Wednesday, July 11, 2018
I promised something different and I think I have delivered. The vast majority of the works I cover here are either fantasy or science fiction. Matthew Reilly's Ice Station is neither (I guess an argument could be made for science fiction), it's a straight forward, white knuckled, high adrenalin, military action novel.
The book has been around for 20 years, and it was the author's first traditionally published work, his first novel was a self published effort. My wife rereads it regularly and had recommended it to me a number of times, but I'd read another book by the same author and came away distinctly unimpressed, so I always held off on Ice Station until now.
I have to say that I loved the book. I started it late on a Thursday night and finished it that Sunday afternoon, and it's a 600 page book.
Occasionally as a reader I'll encounter a book that grabs me right from page one and won't let me go until I complete it. Ice Station is such a book.
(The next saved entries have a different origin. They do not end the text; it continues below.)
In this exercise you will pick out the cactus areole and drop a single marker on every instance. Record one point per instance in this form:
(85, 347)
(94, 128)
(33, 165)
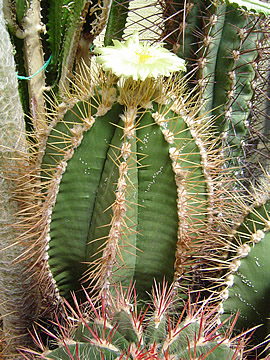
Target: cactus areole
(130, 182)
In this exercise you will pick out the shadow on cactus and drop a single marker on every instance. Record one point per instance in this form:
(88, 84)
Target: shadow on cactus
(117, 329)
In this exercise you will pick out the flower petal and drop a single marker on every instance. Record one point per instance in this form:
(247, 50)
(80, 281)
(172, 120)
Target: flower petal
(138, 60)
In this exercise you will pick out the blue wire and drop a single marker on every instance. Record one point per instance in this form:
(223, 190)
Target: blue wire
(44, 67)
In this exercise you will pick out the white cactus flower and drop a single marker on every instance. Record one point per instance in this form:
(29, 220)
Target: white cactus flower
(138, 60)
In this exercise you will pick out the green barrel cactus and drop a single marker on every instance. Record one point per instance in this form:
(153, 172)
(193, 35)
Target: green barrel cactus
(130, 168)
(132, 149)
(247, 284)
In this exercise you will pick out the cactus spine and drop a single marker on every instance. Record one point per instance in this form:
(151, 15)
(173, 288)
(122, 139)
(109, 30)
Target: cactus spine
(115, 149)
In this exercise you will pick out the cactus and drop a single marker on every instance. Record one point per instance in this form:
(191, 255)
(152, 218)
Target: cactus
(121, 331)
(131, 177)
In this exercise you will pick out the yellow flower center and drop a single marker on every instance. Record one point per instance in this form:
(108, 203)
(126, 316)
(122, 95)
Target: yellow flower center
(143, 55)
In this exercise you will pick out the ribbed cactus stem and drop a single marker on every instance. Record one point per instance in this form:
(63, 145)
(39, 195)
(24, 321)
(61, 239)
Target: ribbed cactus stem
(33, 27)
(18, 289)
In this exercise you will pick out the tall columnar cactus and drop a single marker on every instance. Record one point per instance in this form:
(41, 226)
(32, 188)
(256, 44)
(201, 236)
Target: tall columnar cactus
(132, 166)
(19, 307)
(225, 47)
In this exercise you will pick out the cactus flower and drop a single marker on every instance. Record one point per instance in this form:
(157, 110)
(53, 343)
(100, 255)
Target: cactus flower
(138, 60)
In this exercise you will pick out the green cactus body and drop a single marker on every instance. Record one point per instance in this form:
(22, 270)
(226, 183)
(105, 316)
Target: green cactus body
(113, 169)
(221, 42)
(247, 283)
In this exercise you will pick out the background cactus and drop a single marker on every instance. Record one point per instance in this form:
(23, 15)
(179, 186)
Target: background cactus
(157, 168)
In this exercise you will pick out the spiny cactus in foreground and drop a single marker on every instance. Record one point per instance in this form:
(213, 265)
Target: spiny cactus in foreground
(130, 177)
(120, 329)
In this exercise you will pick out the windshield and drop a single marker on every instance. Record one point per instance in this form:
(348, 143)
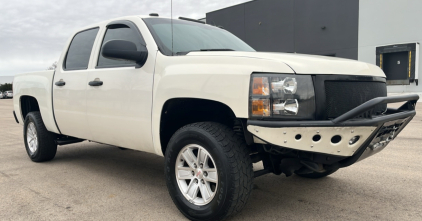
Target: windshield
(191, 36)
Matthew Reilly is an unashamed fan of Michael Crichton, and while he covers different material, he has the knack of knowing how to control his audience.
The premise of Ice Station is fairly preposterous: the scientists manning an American ice station in Antarctica discover what they think is a spacecraft under their facility and a number of them promptly wind up dead. The US reconnaissance unit that come to their rescue are in turn attacked by covert French and British forces, plus there's a killer loose on the base and the reconnaissance lead by the badass Shane 'Scarecrow' Schofield has infiltrators amongst it's make up. Oh, I didn't mention the pod of orcas that hang around the base, either.
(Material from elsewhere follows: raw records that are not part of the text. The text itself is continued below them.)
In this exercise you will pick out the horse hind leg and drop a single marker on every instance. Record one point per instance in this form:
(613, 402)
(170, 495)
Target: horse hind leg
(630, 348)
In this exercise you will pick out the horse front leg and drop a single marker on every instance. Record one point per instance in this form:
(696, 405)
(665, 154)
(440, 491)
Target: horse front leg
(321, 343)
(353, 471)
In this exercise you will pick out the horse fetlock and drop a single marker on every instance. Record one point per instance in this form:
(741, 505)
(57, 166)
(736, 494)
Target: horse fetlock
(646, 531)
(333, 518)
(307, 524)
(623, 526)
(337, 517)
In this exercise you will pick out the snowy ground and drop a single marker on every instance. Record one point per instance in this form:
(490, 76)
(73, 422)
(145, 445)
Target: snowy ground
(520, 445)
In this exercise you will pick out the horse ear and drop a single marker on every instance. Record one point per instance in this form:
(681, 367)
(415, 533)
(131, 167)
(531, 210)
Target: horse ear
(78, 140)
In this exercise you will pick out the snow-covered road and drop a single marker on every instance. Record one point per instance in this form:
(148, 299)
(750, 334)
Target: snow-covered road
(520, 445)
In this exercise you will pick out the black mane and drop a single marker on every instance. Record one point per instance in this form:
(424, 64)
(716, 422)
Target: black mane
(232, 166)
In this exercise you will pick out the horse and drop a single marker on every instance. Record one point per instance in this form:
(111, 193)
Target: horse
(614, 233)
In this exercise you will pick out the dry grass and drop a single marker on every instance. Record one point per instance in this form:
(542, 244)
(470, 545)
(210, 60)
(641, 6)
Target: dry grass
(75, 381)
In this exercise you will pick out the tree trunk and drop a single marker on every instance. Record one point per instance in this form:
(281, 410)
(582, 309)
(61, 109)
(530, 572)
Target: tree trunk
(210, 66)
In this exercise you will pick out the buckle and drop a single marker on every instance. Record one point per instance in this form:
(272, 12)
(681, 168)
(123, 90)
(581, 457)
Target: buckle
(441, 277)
Somehow Reilly makes this all hang together. Like any good action movie, it moves quickly and doesn't give the reader a lot of time to get their breath or realise how some of it really doesn't make a lot of sense when given some time to think about it.
Reilly writes really good action sequences and there are two massive ones in Ice Station; a firefight on the base early on and a hovercraft chase, where every section ends on a cliff and drags the reader through to see what happens next.
The characters are fairly strong with decent shades of grey, although there is the occasional white hat and black hat. The author took the time to give them proper back stories and built up some decent chemistry between them, I particularly liked sequences featuring the pre teen science/math geek Kirsty and Scarecrow interacting.
There's been talk about making this into a film and how it hasn't already happened I do not know. Modern audiences would absolutely lap it up.
Monday, July 9, 2018
On the face of it Cherie Priest's Boneshaker should be a cracking read: steampunk, alternate history, sky pirates, zombies, honestly what is there not to like?
Unfortunately it sounds a little better than it actually is. It's set in an alternate 19th century US in Seattle and a US that is beset by a seemingly endless Civil War that has gone on a lot longer than the one in our world did.
Seattle isn't involved in the war that much, but they have bigger problems, ever since Dr. Leviticus Blue's Boneshaker machine destroyed much of the city and unleashed a noxious gas that turns those exposed to it into mindless shambling undead creatures with a desperate need to feed.
In most cases I don't really want to read zombie books where we see the zombocalypse take place. In the case of Boneshaker I'm willing to make an exception. Had I read a book where we saw the Boneshaker being built and causing a massive disaster, and actually met the mysterious and brilliant Leviticus Blue, I think I would have liked it more.
Having said all that I didn't actually dislike Boneshaker. I just found it a bit frustrating. I liked the character of Briar, but she was inconsistent. I did not like the character of Zeke (the son of Briar and Leviticus), he was 15, but acted 12 and was written as if he were younger than he actually was. He behaved much like many pre teen characters in fiction these days, and I find many of them to be suffering from TSTL (Too Stupid To Live) syndrome. Zeke was no exception.
Often the book itself read as if it were a steampunk extravaganza for the young adult reader, rather than the dark more epic thing it was meant to be.
Possibly the reason it sat on the shelf for as long as it did was because somewhere I knew the book probably wasn't going to ultimately be for me. Shame, because I generally tend to like Cherie Priest's work.
R is up next (can't find a Q) and I have something completely different planned.